One surprising thing the funding has done is changed my perspective on what Baremetrics could be long term. Baremetrics started out as a side project and for a while I had a bit of imposter syndrome, each month thinking “surely this is the best Baremetrics will do, this can’t become an extremely profitable business.”

But what I’ve realized as the team has grown and our customer base has grown is that Baremetrics can in fact be a very big business.

It’s motivated me to build something larger than myself and to me that’s one of the most exciting parts.

Bootstrap vs. Funded. What’s the answer?!?!

Okay, but really. Bootstrapped vs. funded. Which is better? There are literally thousands of articles about “bootstrap vs. funding” but that’s about like asking “hammer vs. paintbrush”. It’s the wrong comparision. They’re just different tools for different jobs.
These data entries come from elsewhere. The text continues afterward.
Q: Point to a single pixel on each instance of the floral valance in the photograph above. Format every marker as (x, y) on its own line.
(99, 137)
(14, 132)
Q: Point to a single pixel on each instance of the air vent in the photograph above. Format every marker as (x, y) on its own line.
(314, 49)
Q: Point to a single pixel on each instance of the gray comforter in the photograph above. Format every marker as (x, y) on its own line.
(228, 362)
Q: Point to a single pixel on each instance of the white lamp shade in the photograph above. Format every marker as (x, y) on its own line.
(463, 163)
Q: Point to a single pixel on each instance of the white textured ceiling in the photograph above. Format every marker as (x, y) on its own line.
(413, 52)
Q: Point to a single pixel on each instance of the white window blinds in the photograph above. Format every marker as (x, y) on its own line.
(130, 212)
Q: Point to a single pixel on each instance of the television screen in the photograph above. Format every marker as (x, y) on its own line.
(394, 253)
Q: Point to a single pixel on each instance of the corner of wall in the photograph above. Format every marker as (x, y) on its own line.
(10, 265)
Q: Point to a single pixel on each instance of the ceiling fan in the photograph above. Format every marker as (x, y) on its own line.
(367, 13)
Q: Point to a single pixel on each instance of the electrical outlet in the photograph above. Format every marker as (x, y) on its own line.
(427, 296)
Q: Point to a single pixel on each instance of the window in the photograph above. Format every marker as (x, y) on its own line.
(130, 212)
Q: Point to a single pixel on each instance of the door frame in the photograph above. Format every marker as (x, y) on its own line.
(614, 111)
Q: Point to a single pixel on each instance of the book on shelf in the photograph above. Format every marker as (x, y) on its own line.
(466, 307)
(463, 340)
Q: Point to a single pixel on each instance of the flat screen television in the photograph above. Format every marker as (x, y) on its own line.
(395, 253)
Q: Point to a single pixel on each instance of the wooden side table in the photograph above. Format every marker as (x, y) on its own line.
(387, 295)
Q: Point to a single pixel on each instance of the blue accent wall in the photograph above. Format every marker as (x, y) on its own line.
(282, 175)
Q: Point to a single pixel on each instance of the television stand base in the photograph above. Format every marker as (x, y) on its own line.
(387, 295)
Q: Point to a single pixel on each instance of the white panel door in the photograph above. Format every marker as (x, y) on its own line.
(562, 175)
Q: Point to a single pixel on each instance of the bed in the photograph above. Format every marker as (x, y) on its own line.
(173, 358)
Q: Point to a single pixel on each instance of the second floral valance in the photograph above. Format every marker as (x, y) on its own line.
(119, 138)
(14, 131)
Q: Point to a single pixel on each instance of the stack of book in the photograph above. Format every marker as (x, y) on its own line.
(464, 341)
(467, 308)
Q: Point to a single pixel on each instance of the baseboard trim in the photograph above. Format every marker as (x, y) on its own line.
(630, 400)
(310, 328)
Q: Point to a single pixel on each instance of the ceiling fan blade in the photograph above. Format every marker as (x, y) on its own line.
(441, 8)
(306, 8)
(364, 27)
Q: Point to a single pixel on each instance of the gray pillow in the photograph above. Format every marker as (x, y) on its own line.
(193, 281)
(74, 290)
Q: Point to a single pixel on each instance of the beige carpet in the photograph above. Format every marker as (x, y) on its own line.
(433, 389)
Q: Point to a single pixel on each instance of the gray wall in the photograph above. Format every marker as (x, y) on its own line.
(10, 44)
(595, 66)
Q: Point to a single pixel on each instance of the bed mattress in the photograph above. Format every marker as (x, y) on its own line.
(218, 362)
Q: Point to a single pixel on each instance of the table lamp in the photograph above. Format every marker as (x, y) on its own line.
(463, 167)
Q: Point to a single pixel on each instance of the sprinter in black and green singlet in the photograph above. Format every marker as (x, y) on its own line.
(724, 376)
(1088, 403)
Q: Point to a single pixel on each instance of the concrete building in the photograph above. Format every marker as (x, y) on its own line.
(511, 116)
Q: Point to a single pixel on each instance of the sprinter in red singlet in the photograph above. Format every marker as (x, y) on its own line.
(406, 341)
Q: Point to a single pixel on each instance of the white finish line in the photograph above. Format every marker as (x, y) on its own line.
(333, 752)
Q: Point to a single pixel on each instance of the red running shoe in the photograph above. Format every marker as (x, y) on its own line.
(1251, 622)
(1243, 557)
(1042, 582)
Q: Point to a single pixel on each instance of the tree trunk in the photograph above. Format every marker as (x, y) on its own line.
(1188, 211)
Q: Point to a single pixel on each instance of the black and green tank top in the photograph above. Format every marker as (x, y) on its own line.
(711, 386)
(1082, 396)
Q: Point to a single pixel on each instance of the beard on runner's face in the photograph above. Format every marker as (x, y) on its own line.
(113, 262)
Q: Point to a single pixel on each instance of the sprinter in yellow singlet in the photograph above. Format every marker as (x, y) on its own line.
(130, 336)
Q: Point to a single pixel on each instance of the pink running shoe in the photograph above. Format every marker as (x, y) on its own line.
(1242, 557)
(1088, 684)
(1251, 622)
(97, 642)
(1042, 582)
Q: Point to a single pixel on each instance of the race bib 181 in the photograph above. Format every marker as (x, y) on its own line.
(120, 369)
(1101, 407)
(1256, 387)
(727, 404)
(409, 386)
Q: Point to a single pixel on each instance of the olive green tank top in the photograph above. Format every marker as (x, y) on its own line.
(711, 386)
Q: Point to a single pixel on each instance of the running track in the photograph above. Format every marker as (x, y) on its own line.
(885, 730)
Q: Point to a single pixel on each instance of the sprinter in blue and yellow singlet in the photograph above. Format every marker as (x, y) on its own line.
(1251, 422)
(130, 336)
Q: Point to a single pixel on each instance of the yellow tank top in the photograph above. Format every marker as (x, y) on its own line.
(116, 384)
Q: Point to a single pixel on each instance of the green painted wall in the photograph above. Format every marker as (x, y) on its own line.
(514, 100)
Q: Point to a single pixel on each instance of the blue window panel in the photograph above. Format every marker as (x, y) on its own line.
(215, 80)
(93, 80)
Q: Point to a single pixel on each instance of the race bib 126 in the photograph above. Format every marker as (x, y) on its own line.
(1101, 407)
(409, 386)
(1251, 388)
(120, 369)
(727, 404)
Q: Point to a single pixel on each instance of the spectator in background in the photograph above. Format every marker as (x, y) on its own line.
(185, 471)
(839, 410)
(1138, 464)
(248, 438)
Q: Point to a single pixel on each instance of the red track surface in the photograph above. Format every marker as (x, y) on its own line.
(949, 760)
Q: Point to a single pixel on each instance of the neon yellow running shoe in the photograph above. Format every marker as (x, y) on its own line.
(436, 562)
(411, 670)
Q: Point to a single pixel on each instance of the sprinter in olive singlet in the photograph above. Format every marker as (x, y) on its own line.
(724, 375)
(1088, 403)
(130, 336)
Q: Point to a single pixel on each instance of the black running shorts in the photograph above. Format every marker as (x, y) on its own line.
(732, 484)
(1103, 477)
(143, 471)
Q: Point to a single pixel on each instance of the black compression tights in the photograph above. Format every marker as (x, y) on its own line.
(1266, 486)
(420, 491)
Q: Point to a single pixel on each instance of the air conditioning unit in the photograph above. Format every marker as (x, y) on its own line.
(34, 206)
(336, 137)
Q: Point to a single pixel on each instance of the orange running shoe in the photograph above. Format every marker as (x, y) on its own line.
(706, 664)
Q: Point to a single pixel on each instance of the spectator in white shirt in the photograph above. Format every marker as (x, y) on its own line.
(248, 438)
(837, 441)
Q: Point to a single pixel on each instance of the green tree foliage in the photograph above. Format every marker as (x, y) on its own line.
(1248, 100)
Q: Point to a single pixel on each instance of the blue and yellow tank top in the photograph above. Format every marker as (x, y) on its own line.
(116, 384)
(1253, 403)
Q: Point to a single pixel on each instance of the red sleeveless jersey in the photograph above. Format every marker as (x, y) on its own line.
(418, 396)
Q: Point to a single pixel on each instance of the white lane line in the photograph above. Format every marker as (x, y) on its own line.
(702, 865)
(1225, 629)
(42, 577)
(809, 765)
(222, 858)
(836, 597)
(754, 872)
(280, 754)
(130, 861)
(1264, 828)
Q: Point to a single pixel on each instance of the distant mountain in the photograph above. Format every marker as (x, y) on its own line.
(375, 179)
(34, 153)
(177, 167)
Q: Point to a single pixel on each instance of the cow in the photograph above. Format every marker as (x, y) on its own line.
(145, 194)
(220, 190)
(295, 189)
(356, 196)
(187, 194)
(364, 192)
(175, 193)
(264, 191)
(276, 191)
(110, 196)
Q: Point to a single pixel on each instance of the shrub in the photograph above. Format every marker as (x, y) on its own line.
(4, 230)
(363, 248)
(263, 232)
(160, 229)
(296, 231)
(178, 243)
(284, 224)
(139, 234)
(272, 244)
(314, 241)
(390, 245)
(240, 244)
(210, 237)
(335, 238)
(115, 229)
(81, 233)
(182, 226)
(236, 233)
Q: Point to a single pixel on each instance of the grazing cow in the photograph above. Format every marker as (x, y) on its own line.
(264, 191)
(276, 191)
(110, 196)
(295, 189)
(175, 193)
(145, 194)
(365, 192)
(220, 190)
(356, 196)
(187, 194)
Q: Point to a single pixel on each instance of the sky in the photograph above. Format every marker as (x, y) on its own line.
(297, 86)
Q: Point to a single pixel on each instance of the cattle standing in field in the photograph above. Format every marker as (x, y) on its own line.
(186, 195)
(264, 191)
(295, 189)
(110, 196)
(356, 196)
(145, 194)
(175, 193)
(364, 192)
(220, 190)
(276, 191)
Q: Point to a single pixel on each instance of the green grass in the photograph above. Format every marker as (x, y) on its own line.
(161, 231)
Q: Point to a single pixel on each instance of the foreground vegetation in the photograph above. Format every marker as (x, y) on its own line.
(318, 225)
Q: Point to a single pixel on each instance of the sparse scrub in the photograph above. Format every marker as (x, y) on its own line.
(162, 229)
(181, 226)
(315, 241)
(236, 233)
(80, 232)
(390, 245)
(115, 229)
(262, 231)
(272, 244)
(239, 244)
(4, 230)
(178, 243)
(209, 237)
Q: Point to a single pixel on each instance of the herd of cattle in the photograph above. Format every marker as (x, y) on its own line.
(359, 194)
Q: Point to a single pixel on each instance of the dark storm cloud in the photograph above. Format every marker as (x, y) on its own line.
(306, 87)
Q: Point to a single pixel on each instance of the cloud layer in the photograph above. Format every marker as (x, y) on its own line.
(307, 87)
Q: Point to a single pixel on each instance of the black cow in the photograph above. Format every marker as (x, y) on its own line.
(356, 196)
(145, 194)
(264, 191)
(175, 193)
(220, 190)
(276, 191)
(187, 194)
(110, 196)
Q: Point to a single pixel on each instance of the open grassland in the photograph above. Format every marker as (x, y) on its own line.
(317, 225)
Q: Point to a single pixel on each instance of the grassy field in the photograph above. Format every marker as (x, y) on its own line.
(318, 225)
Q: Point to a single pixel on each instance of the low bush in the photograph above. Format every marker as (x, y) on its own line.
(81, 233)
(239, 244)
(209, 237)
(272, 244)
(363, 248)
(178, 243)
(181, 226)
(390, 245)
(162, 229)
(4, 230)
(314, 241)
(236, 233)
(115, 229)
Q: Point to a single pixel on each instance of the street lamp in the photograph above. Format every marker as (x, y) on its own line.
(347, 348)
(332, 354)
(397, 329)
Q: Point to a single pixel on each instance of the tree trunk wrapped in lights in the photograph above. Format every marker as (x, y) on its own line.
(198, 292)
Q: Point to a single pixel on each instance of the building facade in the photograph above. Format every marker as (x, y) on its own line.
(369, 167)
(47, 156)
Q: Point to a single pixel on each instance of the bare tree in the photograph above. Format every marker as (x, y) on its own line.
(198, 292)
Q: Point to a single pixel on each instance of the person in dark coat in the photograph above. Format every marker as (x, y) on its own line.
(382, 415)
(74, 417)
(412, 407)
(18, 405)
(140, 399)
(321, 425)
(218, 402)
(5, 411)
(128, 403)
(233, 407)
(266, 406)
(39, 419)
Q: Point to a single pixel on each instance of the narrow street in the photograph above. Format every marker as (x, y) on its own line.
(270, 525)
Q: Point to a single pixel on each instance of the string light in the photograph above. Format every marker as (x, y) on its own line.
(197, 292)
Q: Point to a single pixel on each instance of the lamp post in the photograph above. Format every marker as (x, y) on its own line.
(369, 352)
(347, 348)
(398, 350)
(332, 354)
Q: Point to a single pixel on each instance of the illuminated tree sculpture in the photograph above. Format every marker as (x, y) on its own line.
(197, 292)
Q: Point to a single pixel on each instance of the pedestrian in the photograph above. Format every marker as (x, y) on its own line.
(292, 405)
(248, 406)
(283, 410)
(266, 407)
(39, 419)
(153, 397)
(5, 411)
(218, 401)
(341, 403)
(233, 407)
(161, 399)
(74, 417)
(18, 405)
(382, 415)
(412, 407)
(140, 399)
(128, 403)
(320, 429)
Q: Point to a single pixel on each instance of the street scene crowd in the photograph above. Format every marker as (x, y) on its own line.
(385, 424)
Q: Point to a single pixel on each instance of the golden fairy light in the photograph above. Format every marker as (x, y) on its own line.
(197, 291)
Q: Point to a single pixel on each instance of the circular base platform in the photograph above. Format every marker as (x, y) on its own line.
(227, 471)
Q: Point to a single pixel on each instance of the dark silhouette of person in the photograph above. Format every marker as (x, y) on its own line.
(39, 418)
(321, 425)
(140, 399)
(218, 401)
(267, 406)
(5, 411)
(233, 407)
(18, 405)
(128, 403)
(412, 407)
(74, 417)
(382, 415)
So the answer to that question is: whatever you think is best for your business. There are so many people who are bootstrapping and feel like “VC”, “funding” and “investor” are all dirty words, or that taking on funding is somehow admitting defeat. That taking on cash somehow says “you weren’t capable of doing this by yourself.”

And you know what…maybe that is the case. Maybe funding helps get you over a hump in a way that you couldn’t do by yourself…and that’s okay. The key is to do it how you want to do it on your terms.

Taking on funding isn’t failure, it’s simply a different path.